Parece algo sacado de Harry Potter. El señor que perdió su cuerpo político quiere volver, hecho bit, transmutado en pixel, decodificado del binario, porque se hizo cadáver político en cuestión de días. Quien le dio las más determinadas paladas de tierra a su tumba fue un antiguo colaborador suyo, a alguien que no puede acusar de quererlo perseguir, porque toda la vida le sirvió, lo alabó y lo celebró —pero ahora empieza a dar giros propios de un Snape. Un hombre menos brillante que él, menos encantador, menos bravo y menos mitológico que él —un hombre que parece más terrenal, menos heróico. Un tipo sobre el que desde el principio, al igual que con el discreto Severus, nos costaba ver como parte de los mortífagos, ahora parece tener una agenda oculta —al menos distinta— después de tantos años de pretender servir al señor que hoy quiere volver.

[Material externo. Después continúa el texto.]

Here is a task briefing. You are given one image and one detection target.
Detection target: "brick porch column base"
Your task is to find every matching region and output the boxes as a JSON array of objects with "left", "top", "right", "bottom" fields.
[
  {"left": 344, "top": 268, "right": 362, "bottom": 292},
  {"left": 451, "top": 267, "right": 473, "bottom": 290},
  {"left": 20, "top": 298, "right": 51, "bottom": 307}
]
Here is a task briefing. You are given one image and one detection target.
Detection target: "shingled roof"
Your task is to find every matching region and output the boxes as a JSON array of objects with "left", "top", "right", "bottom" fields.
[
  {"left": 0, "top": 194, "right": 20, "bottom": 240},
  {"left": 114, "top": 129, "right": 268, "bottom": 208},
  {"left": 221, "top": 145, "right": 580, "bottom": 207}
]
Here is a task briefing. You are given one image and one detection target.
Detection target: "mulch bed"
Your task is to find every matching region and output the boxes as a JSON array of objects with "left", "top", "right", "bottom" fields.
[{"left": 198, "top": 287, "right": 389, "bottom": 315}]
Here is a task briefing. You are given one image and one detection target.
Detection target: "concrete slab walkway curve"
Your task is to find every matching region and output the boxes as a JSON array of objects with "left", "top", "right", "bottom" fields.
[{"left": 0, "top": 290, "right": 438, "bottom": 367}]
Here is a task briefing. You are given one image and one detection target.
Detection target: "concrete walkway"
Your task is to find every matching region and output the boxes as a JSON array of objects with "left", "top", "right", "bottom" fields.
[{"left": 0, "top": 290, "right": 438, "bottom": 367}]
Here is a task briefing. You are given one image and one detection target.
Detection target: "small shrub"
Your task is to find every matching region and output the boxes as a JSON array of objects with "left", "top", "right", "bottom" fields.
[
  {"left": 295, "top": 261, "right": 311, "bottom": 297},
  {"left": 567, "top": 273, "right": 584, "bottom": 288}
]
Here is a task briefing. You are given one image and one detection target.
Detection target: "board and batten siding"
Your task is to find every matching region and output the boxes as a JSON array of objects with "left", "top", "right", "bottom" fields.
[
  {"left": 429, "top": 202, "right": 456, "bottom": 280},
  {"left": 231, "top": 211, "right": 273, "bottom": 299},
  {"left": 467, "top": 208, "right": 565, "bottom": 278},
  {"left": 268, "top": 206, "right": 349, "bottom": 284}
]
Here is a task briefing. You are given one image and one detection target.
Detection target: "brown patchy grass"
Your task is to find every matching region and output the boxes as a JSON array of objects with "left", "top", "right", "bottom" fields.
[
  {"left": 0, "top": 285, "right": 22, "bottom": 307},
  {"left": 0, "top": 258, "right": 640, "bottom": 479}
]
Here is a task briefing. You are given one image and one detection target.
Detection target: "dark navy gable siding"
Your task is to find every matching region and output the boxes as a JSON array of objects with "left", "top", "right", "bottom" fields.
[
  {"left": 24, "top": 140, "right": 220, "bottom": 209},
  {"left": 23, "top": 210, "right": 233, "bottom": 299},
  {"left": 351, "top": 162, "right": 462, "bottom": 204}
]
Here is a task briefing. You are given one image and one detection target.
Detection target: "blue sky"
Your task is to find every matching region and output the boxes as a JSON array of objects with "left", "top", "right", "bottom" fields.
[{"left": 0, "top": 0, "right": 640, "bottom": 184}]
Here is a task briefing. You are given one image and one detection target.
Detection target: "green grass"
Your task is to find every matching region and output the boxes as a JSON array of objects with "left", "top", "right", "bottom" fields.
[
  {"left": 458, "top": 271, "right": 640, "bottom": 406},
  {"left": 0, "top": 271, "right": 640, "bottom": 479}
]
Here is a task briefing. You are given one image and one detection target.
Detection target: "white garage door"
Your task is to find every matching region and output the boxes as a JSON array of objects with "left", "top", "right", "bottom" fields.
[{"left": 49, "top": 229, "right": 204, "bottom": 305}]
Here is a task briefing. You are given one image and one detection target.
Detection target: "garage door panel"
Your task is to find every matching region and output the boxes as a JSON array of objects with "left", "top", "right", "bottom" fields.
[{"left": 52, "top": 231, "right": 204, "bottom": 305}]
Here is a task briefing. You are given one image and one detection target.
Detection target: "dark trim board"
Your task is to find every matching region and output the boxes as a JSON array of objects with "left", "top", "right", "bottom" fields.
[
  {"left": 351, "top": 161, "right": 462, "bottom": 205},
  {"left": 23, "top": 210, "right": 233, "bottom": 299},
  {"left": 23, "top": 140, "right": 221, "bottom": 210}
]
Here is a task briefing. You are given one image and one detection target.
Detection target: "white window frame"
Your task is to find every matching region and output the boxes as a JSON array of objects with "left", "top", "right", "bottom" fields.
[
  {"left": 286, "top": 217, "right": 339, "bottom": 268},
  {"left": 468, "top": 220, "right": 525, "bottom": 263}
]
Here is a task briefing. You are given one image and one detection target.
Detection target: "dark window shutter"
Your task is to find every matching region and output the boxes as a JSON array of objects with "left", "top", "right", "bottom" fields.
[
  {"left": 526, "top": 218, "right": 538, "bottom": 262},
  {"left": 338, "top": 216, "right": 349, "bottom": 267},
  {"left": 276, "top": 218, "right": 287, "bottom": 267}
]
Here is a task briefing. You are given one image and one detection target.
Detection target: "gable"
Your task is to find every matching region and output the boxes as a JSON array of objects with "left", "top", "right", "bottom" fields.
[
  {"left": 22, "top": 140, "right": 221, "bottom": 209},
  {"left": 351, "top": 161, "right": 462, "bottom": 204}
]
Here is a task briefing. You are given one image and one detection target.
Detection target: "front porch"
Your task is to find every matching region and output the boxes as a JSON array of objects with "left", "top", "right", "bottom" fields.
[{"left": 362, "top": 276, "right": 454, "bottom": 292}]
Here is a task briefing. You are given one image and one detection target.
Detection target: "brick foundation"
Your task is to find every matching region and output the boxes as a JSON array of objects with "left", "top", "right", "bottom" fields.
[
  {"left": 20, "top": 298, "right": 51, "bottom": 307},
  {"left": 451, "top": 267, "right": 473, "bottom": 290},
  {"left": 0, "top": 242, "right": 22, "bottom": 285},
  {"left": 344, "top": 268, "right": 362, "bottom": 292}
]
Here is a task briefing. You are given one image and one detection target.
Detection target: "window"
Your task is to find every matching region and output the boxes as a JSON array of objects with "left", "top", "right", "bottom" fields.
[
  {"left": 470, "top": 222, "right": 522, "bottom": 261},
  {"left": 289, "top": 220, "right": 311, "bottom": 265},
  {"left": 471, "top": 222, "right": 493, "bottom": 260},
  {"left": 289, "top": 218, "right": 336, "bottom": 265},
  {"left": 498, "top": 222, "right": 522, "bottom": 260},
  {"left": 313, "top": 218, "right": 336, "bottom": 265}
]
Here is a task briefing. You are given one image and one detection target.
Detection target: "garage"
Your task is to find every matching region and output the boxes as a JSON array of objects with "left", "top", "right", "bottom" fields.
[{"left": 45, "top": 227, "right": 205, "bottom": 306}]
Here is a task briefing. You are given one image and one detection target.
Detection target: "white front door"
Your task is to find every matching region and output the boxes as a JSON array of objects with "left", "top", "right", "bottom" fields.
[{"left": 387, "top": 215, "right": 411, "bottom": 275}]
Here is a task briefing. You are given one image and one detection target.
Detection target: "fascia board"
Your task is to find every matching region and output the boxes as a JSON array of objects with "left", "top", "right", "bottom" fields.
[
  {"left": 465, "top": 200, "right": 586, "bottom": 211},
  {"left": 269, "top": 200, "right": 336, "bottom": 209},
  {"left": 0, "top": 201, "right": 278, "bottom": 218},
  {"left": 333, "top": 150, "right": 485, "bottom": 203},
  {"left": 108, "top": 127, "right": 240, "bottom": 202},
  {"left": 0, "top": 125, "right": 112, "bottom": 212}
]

Por supuesto, ese hombre, ese Snape andino, no será el héroe de nuestra historia. Es probable que sea apenas un vaso comunicante, un punto entre venires y porvenires. Pero tenerlo a él en la palestra es mucho mejor que soportar al señor que tuitea y tuitea y debe ser olvidado. Sus vanos intentos, sus escritos en el Daily Prophet de la propaganda estatal son intentos por salvar el último de su horcruxes, que habita en un espacio digital, y que a medida que pasan los días se va apagando.
Cada día ese señor que odia, y que tuitea su odio, que pide guerreros digitales cuando el Ecuador lo que necesita es simple buenos vecinos y empáticos seres humanos, se va convirtiendo más en carne de pretérito. Sus músculos políticos se debilitan, la piel se le está pegando en los huesos y tiene frío. Sabe que ya no es presente. Sabe que muy pronto su tiempo al frente de todo —que fue un época de cambios abruptos, de avances que disfrazaban atropellos, como tantas veces lo vio el mundo ya— será reseñado como un tiempo de convulsión y pocas victorias, todas materiales y reversibles. Pronto se dará cuenta que no hizo un solo cambio trascendental: permitió que las mujeres sigan muriendo en tugurios clandestinos por no legalizar el aborto, perpetuó la inferioridad legal de las personas por su orientación sexual y, aunque al principio quiso aliviar la carga de los microtraficantes de drogas al final los persiguió como si no supiese que esa persecución jamás acabará con la violencia del narcotráfico, sino que terminará con más gente pobre, con la última hebra del extremo más débil de esa cuerda narcótica. Pronto sabrá que no fue el viejo luchador que quiso emular, sino que más bien pasará a la historia como un santo del patíbulo más.
Por eso es vital dejarlo gritar como quien deja gritar a un niño malcriado en medio de una plaza para que se canse. Muy pronto le sucederá lo que al uranio con el paso del tiempo: se hará plomo, que es la forma material del olvido. La diferencia es que al uranio le toma una eternidad, y a él le ha pasado en pocos días. Cada vez su marca es menos evidente. Cada vez está más cerca su partida. El 30 de junio se irá a un reino lejano, desde donde seguirá intentando llegar al presente al que ya no pertenece. Su mayor frustración es que su época no es tan lejana pero se ve tan distante, tan anacrónica, tan de otro tiempo que no fue mejor, y que la tenue luz que alguna vez irradió está por extinguirse, para bien de todos, muggles y magos, moros y cristianos, tirios y troyanos. Así que hagamos ese compromiso, y recitemos uno de los conjuros más poderosos que existen: el de prescindir por completo de aquellos que se creen indispensables, el de minimizar a aquellos con complejos de grandeza, con la demoledora magia del silencio.